On Sunday, Jan. 8., New Jersey Gov. Chris Christie was speaking at a Romney for President rally in New Hampshire when he was interrupted by some female hecklers. It’s difficult to make out exactly what Christie’s critics were yelling, but it’s something to do with jobs going down. Ever the class act, Christie’s response: “You know, something may be going down tonight, but it ain’t going to be jobs, sweetheart.” […]
The video … was uploaded to the New Jersey GOP’s YouTube account. They seem to think his remark about “going down” is a zinger, something to be proud of, rather than recognizing it as flagrantly demeaning, even misogynistic. How would Christie have responded to male protesters saying the same thing? Probably not by changing the subject to what acts they perform in the bedroom.
This fits in, unfortunately, with a larger pattern. Christie has a habit of trying to shout down anyone who challenges him, and the governor and his staff tend to be only too pleased to record the incidents and promote them. The public is apparently supposed to be impressed by his outbursts.
There’s just nothing admirable about a bully.
For that matter, governors — and presidential campaign surrogates, for crying out loud — should have a little better sense than to think cheap oral-sex jokes targeted at women protestors are acceptable.
By: Steve Benen, Contributing Writer, Washington Monthly Political Animal, January 9, 2012
“Scaredy Cat’s”: Why Is No One Attacking Mitt Romney?
Mitt Romney’s confidence is brimming. The former Massachusetts governor, now widely seen as the favorite to win Iowa, announced Wednesday he’ll stay in the Hawkeye State the night of the caucus, a clear indication he anticipates a good result.
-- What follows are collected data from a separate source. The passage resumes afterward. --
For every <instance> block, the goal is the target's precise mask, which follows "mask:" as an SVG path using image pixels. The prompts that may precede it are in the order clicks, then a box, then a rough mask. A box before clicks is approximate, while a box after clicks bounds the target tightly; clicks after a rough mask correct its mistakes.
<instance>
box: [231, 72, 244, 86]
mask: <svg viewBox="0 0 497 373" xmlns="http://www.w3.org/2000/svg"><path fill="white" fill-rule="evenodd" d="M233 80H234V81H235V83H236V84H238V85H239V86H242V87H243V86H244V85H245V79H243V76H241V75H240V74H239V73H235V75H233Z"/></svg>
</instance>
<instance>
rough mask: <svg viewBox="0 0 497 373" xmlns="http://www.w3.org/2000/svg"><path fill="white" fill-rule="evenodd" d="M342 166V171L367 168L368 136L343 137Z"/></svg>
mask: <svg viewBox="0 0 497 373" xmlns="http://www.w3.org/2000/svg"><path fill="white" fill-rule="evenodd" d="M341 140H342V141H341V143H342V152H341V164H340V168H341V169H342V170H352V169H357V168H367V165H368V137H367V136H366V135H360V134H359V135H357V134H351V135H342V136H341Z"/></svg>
If he does capture Iowa, he’ll head into New Hampshire, long his political stronghold, with a chance to become the first non-incumbent GOP presidential candidate ever to win the first two primary contests — a back-to-back triumph that would all but secure the nomination.
So, naturally, his Republican rivals have spent the last week castigating him on the trail and eviscerating him on TV, all in a desperate attempt to slow down his momentum and keep their own campaigns viable. Right? No — they’ve nearly done the opposite.
In a new radio ad released Wednesday, Texas Gov. Rick Perry set his sights not on Romney but on former Pennsylvania Sen. Rick Santorum, who is enjoying his own surge in Iowa. In the ad and on the campaign trail, Perry criticized Santorum’s previous support for earmarks, calling the ex-U.S. senator part of the big-spending Washington establishment. He does not, however, mention Romney.
It’s an old story this primary, where Romney has not faced the kind of withering attacks that normally confront a frontrunner. His rivals have trained their fire on one another instead.
Just examine the Iowa landscape this week as the campaigns make their last desperate push. Reps. Michele Bachmann and Ron Paul are at each other’s throats over the defection of the Minnesota congresswoman’s Iowa state chair.
Paul, meanwhile, has spent most of the last month barraging former House speaker Newt Gingrich with a litany of hard-hitting TV ads. Paul himself has received blistering criticism from Gingrich and Santorum, each of whom has said his isolationist-leaning foreign policy is unacceptable.
As they form a circular firing squad, Romney stepped back. Rather than engage his GOP opponents, as he’s done most of his campaign, he’s focused almost entirely on his No. 1 target, President Obama.
Romney has received cover from the primary’s unprecedented volatility (at least since 1964), which has sent a bushel of candidates to momentary stardom atop the Republican field only to be torn down weeks later. Attacks from rivals and media scrutiny have followed each of these momentary front-runners, who have risen and fallen through the fall, instead of Romney, as he plodded methodically along at 25 percent in most national polls.
And it’s not as though Romney, his past rooted in blue-state Massachusetts, didn’t supply his opponents plenty of ammunition. They have the bullets; they’re just not firing them.